ERROR: MethodError: no method matching confusion_matrix(::MLJBase.UnivariateFiniteVector{Multiclass{3}, Char, UInt32, Float64}, ::CategoricalVector{Char, UInt32, Char, CategoricalValue{Char, UInt32}, Union{}})
Closest candidates are:
  confusion_matrix(::AbstractVector{var"#s887"} where var"#s887"<:CategoricalValue, ::AbstractVector{var"#s886"} where var"#s886"<:CategoricalValue; rev, perm, warn) at /home/kevin/.julia/packages/MLJBase/uKzAz/src/measures/confusion_matrix.jl:64

I assumed that this would work given the function signature, though the text

Computes the confusion matrix given a predicted with categorical elements and the actual y

and the error lead me to think I may have to convert the UnivariateFinite{Multiclass{3}, Char, UInt32, Float64} of yhat to an actual categorical array, but it’s not imediately clear how to do that. The probabilities in yhat all seem to be 1.0 or 0.0, so it seems like this should be straightforward.
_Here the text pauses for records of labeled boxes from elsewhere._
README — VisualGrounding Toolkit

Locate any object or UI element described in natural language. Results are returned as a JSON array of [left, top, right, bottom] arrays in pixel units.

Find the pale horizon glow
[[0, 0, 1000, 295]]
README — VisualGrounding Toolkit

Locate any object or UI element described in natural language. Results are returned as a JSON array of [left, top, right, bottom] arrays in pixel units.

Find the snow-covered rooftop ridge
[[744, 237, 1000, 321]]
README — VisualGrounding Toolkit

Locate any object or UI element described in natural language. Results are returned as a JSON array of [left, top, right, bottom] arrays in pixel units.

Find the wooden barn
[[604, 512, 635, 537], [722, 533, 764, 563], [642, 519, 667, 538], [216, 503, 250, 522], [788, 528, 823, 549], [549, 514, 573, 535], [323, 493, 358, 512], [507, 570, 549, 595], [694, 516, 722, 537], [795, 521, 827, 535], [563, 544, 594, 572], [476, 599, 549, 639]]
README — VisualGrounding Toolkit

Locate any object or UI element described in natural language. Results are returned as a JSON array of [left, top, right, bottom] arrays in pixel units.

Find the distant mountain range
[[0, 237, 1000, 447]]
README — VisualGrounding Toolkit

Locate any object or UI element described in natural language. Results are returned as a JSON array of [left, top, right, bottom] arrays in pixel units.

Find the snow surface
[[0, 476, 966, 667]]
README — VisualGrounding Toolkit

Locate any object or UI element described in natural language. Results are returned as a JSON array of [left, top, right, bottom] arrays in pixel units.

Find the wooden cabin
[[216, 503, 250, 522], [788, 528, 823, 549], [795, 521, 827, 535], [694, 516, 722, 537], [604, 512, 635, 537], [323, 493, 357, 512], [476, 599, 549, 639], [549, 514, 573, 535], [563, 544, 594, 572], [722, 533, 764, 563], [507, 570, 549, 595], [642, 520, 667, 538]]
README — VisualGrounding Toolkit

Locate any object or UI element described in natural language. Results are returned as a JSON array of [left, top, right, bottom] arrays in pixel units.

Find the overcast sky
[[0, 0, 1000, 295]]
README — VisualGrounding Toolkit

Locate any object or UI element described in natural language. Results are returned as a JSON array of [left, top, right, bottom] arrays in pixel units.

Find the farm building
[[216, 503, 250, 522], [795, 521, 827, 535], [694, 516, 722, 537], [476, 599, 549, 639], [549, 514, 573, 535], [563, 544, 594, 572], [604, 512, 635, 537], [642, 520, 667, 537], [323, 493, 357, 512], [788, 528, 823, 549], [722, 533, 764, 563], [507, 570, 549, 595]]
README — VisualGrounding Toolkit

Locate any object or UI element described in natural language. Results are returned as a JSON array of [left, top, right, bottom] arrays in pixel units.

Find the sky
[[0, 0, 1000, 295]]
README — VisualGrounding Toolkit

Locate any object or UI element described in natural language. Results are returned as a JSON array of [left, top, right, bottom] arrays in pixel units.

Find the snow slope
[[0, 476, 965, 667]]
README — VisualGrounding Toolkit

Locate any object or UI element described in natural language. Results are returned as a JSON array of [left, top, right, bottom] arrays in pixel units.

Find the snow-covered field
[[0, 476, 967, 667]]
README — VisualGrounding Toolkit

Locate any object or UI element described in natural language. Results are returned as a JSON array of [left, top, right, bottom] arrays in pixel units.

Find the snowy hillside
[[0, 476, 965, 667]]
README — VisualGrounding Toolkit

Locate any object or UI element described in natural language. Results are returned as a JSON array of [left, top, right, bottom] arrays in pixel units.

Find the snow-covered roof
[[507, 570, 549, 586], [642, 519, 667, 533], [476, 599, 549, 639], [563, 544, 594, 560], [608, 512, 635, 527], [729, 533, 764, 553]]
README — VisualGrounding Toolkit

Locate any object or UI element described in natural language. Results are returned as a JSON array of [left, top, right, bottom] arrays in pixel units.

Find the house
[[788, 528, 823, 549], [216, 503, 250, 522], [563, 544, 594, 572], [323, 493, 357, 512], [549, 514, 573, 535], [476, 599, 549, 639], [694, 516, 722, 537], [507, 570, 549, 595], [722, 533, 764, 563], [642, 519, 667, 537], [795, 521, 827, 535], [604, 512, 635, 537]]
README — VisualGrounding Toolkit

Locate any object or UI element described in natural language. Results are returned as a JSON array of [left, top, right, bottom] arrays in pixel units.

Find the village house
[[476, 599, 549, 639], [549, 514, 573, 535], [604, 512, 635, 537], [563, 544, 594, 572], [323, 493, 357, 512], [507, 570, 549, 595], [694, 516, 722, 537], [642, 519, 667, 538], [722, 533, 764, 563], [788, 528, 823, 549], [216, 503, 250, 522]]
I naively tried categorical(yhat), and that actually runs, but the categorical array of UnivariateFinite has a different order, so I’m assuming that’s not actually correct:

julia> levels(categorical(yhat))
3-element Vector{UnivariateFinite{Multiclass{3}, Char, UInt32, Float64}}:
 UnivariateFinite{Multiclass{3}}(a=>0.0, b=>1.0, c=>0.0)
 UnivariateFinite{Multiclass{3}}(a=>1.0, b=>0.0, c=>0.0)
 UnivariateFinite{Multiclass{3}}(a=>0.0, b=>0.0, c=>1.0)

julia> levels(y[test])
3-element Vector{Char}:
 'a': ASCII/Unicode U+0061 (category Ll: Letter, lowercase)
 'b': ASCII/Unicode U+0062 (category Ll: Letter, lowercase)
 'c': ASCII/Unicode U+0063 (category Ll: Letter, lowercase)

So - is there a straightforward way to convert the array of UnivariateFinite to a categorical array?

MLJ.confusion_matrix(mode.(yhat), y[test]) should do the trick. UnivariateFiniteArray object is an AbstractVector of UnivariateFinite (which is basically a distribution) so we have to take mode


Ah, great!

FYI - formatting is a bite weird in your answer - guessing you have a stray ` somewhere :slight_smile:

Yeah. Fixed that

The backtick placement still seems to be slightly off… :joy:


Don’t mind my clumsiness